What “Having Your Name on the Deed” Really Means in Texas

Meaning of Your Name on a Texas Deed

Effective communication between attorney and client can be made more difficult when the general public’s understanding of a term differs from its legal definition, and “deed” is one of the worst offenders. Movies, television, and other media have created a widely shared misunderstanding of what a deed is, what it does, and what the consequences of having one’s name on one are. Thankfully, the truth is less scary than the fiction.

A deed is commonly (and incorrectly) portrayed as a single, supremely important instrument passed from owner to owner that controls the ownership of a piece of real estate. Some understand a deed to be a paper document, fiercely guarded by its owner, that can be stolen or destroyed. Others understand it as an entry in a record book or database that binds a property to an owner in the eyes of the government. Both conceptions of a deed hinge on a fundamental misunderstanding: that there is “a deed” for a given property, or that one can put their name on “the deed” for a property.

In truth, most properties have many deeds associated with them, none of which are particularly important to possess. A deed is simply a tool for the owner or owners of a property to give or sell that property to someone else.

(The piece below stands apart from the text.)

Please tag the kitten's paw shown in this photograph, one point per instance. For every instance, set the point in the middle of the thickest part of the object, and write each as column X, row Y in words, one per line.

In simple terms, a deed is defined in Texas as a written instrument that (1) identifies a property, (2) identifies the party or parties to whom the owner intends to transfer the property, (3) states that, by signing the document, the owner intends to give their ownership of the property to the recipient(s), and (4) is delivered by the owner to the recipient. Tex. Prop. Code § 5.021. For the signed deed to be recorded in the real property records of the county in which the property is located – which makes it a public record and is the best practice in virtually all cases – the deed must also be notarized (or legally validated in other specific ways which are very rarely used). Id. § 12.001.

In most cases, a new deed is created and delivered whenever legal ownership of a property voluntarily changes hands between living parties, and the delivery of the new deed from the current owner to the new owner is what makes the transfer “official” in the eyes of the law. What happens to the deed after that is of little importance. In that sense, a deed has more in common with the receipt for the cheeseburger you bought on your way home than it does with its media portrayal.

When a layperson consults an attorney for assistance with the deed to a property, they are probably concerned about ownership. If they need to “add my spouse’s name to the deed,” they really mean that they want to share ownership of the property with their spouse. If they are concerned that their brother has “added his name to the deed” for their parents’ house, they are concerned that their brother has wrongfully done something to claim or give himself ownership of a house that belonged to their parents. An experienced real estate attorney will have both the legal and day-to-day vocabulary to determine how to assist a client who says they need help with a property’s deed.